When: Thursday, March 2nd, 2023, 10am–1pm
Where: WI Flexroom (A1 04) + Collocall (hybrid)

Abstract: Gathering data is the first step in answering questions in empirical research. If this data is owned by platforms or companies, we as researchers face a crucial issue: How can we access this data in order to analyze it? Many platforms offer direct access to (parts of) their data base via so-called Application Programming Interfaces (API). However, as we can currently see from the example of Twitter, this data collection option only exists as long as companies choose to enable it. This leads us to web scraping, an alternative data collection technique that has gained popularity over the past years. It allows for the collection of data by automating the access to websites, effectively simulating a regular user.

For this workshop, we asked four colleagues to provide us with a “Show & Tell” introduction to various data collection methods involving API and web scraping techniques applied to different platforms. Florian Primig (FU Berlin) presents the use case of the Telegram API, which allows for harvesting data from numerous Telegram groups. Steffen Lepa (TU Berlin) gives us a virtual tour through Spotivey, a GDPR-compliant web application for retrieving Spotify user data within online surveys. Felix Gaisbauer (WI) demonstrates how to use the Twitter API and twitter explorer, which allows for the investigation of networks surrounding specific topics. Finally, Lion Wedel (WI) shows us how to apply web scraping using the Python module Beautiful Soup that he used in a study of a forum of so-called “incels” (“involuntary celibates”). The four presentations will be framed by a general introduction to web scraping and API-based data collection by the Methods Lab team as well as a Q&A at the end of the workshop.
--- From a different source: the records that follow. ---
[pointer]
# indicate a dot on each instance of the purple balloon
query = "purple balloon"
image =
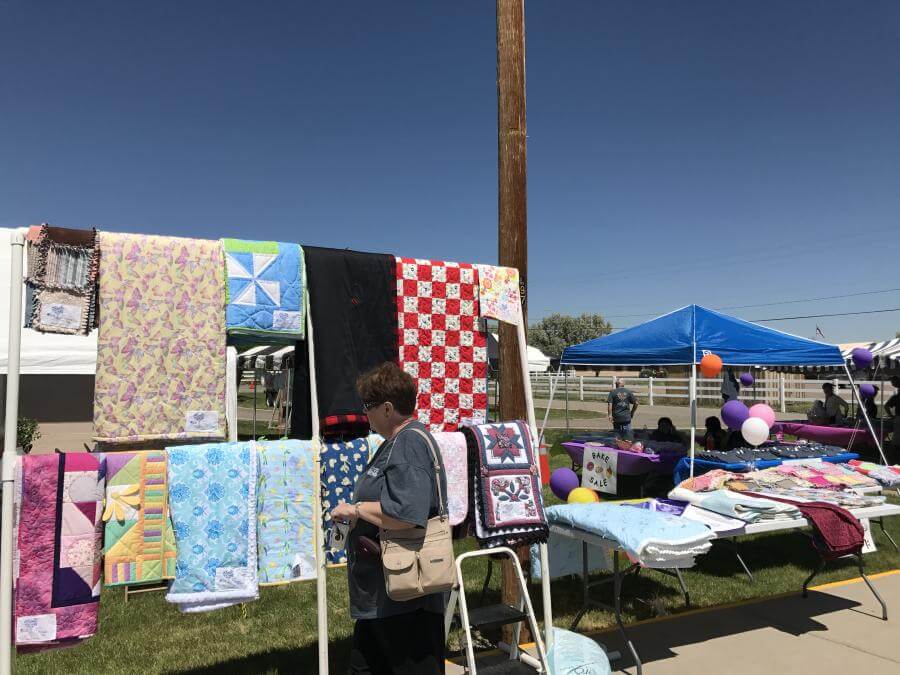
(734, 413)
(563, 481)
(862, 357)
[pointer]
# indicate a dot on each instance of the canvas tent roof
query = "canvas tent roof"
(683, 336)
(538, 362)
(42, 353)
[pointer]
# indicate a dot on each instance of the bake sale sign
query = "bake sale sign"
(599, 468)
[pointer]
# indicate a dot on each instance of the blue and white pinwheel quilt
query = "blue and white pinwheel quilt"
(266, 285)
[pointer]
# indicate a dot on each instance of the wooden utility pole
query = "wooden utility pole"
(512, 222)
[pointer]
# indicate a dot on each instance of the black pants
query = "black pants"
(410, 643)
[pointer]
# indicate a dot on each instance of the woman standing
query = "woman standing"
(397, 491)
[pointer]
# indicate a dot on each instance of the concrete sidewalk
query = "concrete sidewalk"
(835, 631)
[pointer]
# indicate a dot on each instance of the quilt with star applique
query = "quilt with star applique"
(265, 287)
(441, 341)
(506, 490)
(161, 347)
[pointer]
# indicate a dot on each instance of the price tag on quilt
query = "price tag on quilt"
(868, 539)
(599, 468)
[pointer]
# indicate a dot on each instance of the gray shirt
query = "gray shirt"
(621, 400)
(401, 477)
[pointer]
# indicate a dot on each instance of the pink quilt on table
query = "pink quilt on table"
(454, 454)
(442, 343)
(59, 501)
(161, 346)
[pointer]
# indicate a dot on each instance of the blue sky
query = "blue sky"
(727, 154)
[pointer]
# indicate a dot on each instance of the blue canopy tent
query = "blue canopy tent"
(684, 336)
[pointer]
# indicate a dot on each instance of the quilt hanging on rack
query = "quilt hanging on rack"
(341, 464)
(506, 492)
(454, 455)
(57, 557)
(62, 280)
(265, 286)
(212, 494)
(139, 541)
(441, 341)
(285, 500)
(354, 311)
(498, 293)
(161, 346)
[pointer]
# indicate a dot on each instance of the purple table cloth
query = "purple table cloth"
(631, 463)
(839, 436)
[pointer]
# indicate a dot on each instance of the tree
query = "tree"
(554, 333)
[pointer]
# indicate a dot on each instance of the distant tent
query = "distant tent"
(685, 335)
(538, 362)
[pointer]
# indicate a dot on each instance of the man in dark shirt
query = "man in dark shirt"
(621, 405)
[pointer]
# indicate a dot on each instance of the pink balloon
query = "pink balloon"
(763, 412)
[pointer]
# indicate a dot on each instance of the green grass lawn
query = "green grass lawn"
(277, 633)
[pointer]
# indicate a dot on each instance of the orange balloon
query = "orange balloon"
(710, 365)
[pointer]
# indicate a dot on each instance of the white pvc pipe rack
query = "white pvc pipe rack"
(10, 452)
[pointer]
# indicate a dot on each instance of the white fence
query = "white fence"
(778, 391)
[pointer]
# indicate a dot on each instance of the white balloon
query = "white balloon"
(755, 431)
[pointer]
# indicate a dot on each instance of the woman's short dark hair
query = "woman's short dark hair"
(388, 382)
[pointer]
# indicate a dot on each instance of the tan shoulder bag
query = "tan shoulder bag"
(419, 562)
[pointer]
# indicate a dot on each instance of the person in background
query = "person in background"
(871, 407)
(666, 432)
(397, 491)
(836, 408)
(730, 386)
(715, 436)
(621, 406)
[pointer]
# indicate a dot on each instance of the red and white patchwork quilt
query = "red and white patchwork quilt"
(441, 340)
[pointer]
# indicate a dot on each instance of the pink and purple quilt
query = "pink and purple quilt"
(59, 501)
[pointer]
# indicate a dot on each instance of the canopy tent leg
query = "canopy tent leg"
(231, 387)
(10, 452)
(862, 409)
(321, 585)
(545, 564)
(553, 384)
(693, 394)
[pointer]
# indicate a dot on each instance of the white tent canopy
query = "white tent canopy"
(42, 353)
(538, 362)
Florian Primig is a doctoral researcher in the Digitalization and Participation division at the Institute for Media and Communication Studies at the Free University of Berlin. He conducts research on platform publics, disinformation and (fringe) discourse. 

Steffen Lepa is a postdoc researcher at the Audio Communication Group at TU Berlin. He conducts research on mediatization, digital media change, media use and reception (focus on sound & music), audio branding, music information retrieval and empirical research methods.  

Felix Gaisbauer is a postdoctoral researcher in the research group “Digital News Dynamics” at Weizenbaum Institute, where he studies the use of computational methods to capture news-driven public debate online. His core research areas are network theory, modeling of complex systems and quantitative analysis of platform communication, e.g. on Twitter.

Lion Wedel is a doctoral researcher in the research group “Digital News Dynamics” at Weizenbaum Institute. He conducts research on TikTok, news dynamics and fringe communities.